Savon de Marseille 72% Marius Fabre
Savon de Marseille 72% Marius Fabre © Gilles Martin-Raget / Savonnerie Marius Fabre
"Le savon de Marseille est composé de corps gras d'origine végétale et il doit y avoir un minimum de 63 % d'acides gras au total, nous explique Julie Bousquet-Fabre. Il ne doit contenir ni parfum, ni colorant, ni conservateur. Ces composants sont la garantie de la qualité du savon de Marseille et lui donne une odeur très particulière."
"Par ailleurs, plus on va le faire sécher et plus sa durée de vie sera longue. A titre comparatif et pour une utilisation traditionnelle, il permet de prendre quatre fois plus de douches qu'un savon ordinaire" ajoute-t-elle.
Le savon de Marseille, une composition spécifique

Le savon de Marseille, un procédé de fabrication très codifié

Chaudron savon Marius Fabre
Chaudron savon Marius Fabre © J.F Lepage / Savonnerie Marius Fabre
Selon les spécialistes, pour être étiqueté "Savon de Marseille", un savon doit aussi obligatoirement respecter un procédé de fabrication précis, inventé au Moyen-Age et intitulé "le procédé marseillais". Ce procédé consiste en cinq étapes.
Premièrement, l'empâtage. On charge successivement les huiles ou acides gras sous chauffage modéré et la lessive de soude dans un chaudron métallique. On fait porter le tout à ébullition pour que la masse se transforme en émulsion.
Ensuite, on passe au relargage. Le savon n'étant pas soluble dans l'eau salée, cette opération consiste en l'adjonction de sel marin permettant d'entraîner par le fond les lessives glycérineuses et salées. Le savon va ainsi se séparer d'une partie de l'eau qu'il contient.
Vient l'étape décisive de la cuisson. Elle caractérise la saponification et permet la complète transformation des corps gras en savon.
L'avant dernière étape est celle du lavage. C'est un affinage de la pâte de savon, effectué par une lessive de lavage, permettant de se défaire du glycérol, de toutes les impuretés restantes et des acides gras non saponifiés.
Enfin, on termine par la liquidation.

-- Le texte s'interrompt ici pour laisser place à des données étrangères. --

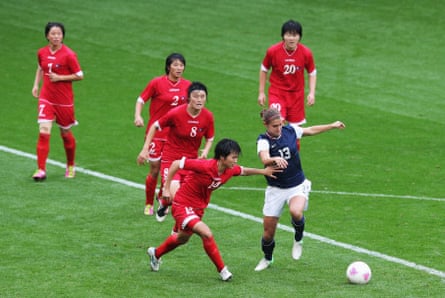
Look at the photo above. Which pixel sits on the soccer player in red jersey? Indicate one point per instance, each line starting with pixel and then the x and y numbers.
pixel 287 61
pixel 164 93
pixel 188 125
pixel 58 67
pixel 204 176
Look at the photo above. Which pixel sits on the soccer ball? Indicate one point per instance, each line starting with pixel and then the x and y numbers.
pixel 358 273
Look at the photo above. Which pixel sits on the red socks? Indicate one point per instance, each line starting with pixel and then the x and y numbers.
pixel 213 252
pixel 69 142
pixel 42 150
pixel 150 188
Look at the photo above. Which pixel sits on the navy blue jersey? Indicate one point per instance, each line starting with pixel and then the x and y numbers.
pixel 285 146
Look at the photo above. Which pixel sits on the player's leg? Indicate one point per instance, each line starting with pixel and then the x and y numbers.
pixel 66 120
pixel 151 181
pixel 211 248
pixel 297 205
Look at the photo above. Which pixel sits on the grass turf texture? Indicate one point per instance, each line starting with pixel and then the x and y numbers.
pixel 380 67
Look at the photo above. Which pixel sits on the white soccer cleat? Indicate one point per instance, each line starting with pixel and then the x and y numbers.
pixel 161 213
pixel 297 249
pixel 154 262
pixel 263 264
pixel 225 274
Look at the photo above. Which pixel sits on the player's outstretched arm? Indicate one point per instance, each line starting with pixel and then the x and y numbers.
pixel 317 129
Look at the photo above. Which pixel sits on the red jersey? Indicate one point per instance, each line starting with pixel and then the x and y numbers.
pixel 186 132
pixel 288 67
pixel 63 62
pixel 165 95
pixel 202 180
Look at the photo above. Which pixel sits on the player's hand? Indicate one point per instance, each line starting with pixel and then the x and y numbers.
pixel 310 99
pixel 53 77
pixel 270 171
pixel 35 91
pixel 142 157
pixel 261 99
pixel 139 121
pixel 280 163
pixel 338 124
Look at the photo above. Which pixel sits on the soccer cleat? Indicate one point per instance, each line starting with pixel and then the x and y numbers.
pixel 225 274
pixel 161 213
pixel 70 172
pixel 39 175
pixel 154 262
pixel 148 210
pixel 263 264
pixel 297 249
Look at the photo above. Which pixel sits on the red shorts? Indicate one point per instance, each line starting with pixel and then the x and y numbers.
pixel 62 114
pixel 165 166
pixel 289 103
pixel 186 217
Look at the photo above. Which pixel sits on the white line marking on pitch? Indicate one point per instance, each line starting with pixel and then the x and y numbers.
pixel 388 258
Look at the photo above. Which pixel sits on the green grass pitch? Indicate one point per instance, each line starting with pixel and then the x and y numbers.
pixel 378 185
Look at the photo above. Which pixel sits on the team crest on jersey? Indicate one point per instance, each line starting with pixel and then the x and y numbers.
pixel 215 183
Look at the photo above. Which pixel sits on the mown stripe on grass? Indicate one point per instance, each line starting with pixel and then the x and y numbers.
pixel 329 241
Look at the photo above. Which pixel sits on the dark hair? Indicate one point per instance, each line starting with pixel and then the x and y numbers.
pixel 54 24
pixel 226 147
pixel 172 57
pixel 270 115
pixel 292 27
pixel 196 86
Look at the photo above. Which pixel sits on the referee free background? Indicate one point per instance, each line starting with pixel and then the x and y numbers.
pixel 378 184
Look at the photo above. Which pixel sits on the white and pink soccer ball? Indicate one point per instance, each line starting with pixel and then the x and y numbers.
pixel 358 273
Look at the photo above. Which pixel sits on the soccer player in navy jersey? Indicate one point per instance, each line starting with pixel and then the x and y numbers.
pixel 192 198
pixel 278 147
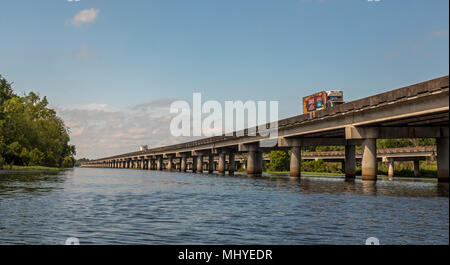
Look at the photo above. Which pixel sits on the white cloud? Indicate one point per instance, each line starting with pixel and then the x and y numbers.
pixel 97 130
pixel 85 16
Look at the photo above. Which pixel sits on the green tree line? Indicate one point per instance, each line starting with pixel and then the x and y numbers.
pixel 31 134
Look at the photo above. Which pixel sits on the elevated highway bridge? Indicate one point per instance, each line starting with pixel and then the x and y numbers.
pixel 416 111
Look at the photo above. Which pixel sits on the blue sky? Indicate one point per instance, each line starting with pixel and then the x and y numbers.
pixel 132 52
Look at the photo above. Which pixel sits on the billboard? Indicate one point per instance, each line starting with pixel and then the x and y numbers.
pixel 314 102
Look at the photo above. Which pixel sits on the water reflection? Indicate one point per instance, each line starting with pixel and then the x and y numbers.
pixel 33 182
pixel 110 206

Une opération qui permet d'assurer la transition de la structure cristalline du savon vers sa phase lisse en ajoutant de l'eau.
"Ces différentes opérations durent pendant dix jours et nécessitent des infrastructures particulières. Certaines cuves permettent de traiter entre 20 et 30 tonnes de savon. C'est un lourd investissement mais nécessaire pour conserver l'authenticité du savon de Marseille" affirme Julie Bousquet-Fabre.
Le savon de Marseille, un procédé de fabrication très codifié

Une origine géographique précise pour le savon de Marseille

Photo ambiance Marius Fabre
Photo ambiance Marius Fabre © Henri del Olmo / Savonnerie Marius Fabre
Enfin, le dernier critère à respecter pour bien choisir son savon est celui de l'origine géographique. "Un savon de Marseille doit être fabriqué dans son bassin historique, c'est-à-dire le département des Bouches-du-Rhône" conclut Julie Bousquet-Fabre.
Cette notion peut paraître évidente et pourtant, actuellement, c'est l'un des critères les plus facilement contournables, notamment parce que le savon de Marseille ne dispose pas encore d'IGP.
Une origine géographique précise pour le savon de Marseille

Un logo pour reconnaître le vrai savon de Marseille

Logo UPSM
Logo UPSM © UPSM
Créée en 1998 sous le nom de "Groupement des savonniers de Provence", l'association a pris le nom d'UPSM en septembre 2011.
L'objectif de l'UPSM est de défendre, de promouvoir et de faire connaître le véritable savon de Marseille. Ses quatre membres fondateurs sont la Savonnerie du Fer à Cheval (Marseille), la Savonnerie Marius Fabre (Salon-de-Provence), la Savonnerie du Midi (Marseille) et la Savonnerie Le Sérail (Marseille).
Les membres de l'UPSM ont souhaité ainsi mettre au point une marque collective facilement reconnaissable par le consommateur (voir ci-contre). Selon le site officiel de l'UPSM, elle se compose d'un "cube, symbole du savon de Marseille dans l'imaginaire collectif. Sa forme ronde est censée rappeler les tampons utilisés pour marquer le savon de Marseille. Et le logo possède un design à la fois moderne et traditionnel, intemporel, comme le savon de Marseille."